- Born: c. 1962
- Education: Stanford University Harvard Business School
- Occupation: Business executive
- Known for: CEO & president of CBL & Associates Properties
- Spouse: Lisa Lebovitz
- Children: 4
- Parent: Charles B. Lebovitz

= Stephen D. Lebovitz =

American businessman

Stephen D. Lebovitz (born c. 1962) is an American businessman. He is the chief executive officer and president of CBL & Associates Properties.

==Early life==
Stephen D. Lebovitz was born circa 1962. His father, Charles B. Lebovitz, was a co-founder of CBL & Associates Properties, and was its chairman.

Lebovitz graduated from Stanford University, where he earned a bachelor of arts degree in Political Science.

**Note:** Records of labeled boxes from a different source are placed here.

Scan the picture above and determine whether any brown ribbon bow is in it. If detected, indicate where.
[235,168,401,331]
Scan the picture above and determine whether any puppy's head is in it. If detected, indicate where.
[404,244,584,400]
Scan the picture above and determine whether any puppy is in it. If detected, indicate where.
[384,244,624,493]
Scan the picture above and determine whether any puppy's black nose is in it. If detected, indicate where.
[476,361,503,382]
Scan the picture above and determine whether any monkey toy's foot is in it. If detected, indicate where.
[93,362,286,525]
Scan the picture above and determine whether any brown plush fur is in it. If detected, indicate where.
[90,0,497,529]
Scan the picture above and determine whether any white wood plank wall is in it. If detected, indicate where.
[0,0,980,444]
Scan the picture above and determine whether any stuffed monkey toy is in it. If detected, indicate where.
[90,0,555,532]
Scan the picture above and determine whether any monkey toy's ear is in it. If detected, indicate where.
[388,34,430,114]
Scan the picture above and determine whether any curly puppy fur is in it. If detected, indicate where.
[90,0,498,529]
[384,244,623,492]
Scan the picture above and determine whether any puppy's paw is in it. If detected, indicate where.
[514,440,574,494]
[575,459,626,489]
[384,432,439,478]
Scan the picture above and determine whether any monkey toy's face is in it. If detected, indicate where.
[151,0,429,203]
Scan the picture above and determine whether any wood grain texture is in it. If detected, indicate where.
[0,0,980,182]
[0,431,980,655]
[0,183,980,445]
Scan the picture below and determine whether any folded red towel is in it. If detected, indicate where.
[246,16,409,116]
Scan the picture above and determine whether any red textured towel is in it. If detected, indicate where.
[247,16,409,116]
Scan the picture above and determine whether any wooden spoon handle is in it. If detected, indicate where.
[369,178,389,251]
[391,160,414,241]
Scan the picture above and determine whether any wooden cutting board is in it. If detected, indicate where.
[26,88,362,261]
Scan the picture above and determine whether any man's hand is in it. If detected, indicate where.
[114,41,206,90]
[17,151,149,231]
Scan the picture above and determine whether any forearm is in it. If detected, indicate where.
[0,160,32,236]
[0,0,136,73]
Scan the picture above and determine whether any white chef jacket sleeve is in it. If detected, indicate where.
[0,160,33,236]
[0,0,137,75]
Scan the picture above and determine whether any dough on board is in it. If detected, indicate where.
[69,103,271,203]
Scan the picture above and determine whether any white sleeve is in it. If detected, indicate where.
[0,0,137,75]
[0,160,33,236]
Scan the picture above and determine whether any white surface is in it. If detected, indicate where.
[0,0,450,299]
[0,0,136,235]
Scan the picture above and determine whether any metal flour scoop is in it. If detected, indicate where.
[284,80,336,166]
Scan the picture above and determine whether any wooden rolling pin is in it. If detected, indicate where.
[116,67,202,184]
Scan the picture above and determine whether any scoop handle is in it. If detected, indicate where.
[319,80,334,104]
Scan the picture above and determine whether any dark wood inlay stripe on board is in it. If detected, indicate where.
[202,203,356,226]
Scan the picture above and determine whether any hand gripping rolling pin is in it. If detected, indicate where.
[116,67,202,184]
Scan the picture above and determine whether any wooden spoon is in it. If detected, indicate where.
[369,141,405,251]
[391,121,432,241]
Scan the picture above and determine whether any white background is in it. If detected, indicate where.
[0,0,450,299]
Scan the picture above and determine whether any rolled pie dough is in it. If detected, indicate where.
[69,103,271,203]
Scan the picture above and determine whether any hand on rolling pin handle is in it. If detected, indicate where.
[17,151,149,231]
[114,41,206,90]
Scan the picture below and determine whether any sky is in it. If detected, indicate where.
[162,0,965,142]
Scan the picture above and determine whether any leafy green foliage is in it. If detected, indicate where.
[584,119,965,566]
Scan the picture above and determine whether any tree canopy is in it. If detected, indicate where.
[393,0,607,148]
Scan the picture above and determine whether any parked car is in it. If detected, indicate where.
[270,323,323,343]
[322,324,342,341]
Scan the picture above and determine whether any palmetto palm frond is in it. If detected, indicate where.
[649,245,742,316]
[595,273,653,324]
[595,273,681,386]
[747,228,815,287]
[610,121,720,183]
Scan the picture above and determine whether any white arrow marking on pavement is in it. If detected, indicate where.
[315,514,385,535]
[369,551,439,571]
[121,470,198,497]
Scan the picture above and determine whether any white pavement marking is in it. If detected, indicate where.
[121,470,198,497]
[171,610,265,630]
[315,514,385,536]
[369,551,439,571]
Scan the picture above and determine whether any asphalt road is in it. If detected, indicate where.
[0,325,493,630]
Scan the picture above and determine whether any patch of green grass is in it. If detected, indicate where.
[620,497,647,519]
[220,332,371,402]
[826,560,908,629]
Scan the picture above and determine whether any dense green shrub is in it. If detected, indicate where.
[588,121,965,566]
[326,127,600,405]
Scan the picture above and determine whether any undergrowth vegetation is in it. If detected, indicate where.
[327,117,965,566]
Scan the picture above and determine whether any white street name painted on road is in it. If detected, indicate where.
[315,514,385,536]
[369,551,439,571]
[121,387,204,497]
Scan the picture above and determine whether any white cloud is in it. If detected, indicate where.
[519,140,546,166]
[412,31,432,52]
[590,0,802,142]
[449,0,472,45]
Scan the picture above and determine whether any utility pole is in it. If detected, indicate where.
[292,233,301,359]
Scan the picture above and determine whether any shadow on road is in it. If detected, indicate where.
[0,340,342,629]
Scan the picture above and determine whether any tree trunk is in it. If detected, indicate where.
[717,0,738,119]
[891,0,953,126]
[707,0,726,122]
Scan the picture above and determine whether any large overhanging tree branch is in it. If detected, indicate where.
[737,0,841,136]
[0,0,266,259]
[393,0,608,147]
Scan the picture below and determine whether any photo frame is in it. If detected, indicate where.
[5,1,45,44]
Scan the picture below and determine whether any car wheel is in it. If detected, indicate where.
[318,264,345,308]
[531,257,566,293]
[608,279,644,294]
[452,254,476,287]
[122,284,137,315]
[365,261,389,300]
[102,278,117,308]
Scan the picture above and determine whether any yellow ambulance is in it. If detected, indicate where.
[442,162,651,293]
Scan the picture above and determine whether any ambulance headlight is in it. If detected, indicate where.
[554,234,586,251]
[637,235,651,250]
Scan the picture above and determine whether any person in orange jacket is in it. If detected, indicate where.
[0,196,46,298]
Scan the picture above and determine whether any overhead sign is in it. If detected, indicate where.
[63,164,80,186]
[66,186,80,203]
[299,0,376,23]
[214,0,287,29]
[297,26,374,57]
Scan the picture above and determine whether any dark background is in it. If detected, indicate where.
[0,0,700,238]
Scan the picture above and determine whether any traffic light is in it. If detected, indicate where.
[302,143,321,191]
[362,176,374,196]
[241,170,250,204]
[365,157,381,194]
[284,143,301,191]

He earned a master in business administration from the Harvard Business School in 1988.

==Career==
Lebovitz began his career at Goldman Sachs, where he worked from 1984 to 1986.

Lebovitz joined his family business, CBL & Associates Properties, in 1988. He was appointed a president in 1999, and chief executive officer in 2010. He was the chairman of the International Council of Shopping Centers from 2015 to 2016.

==Personal life==
Lebovitz has a wife, Lisa, and four children. They reside in Weston, Massachusetts.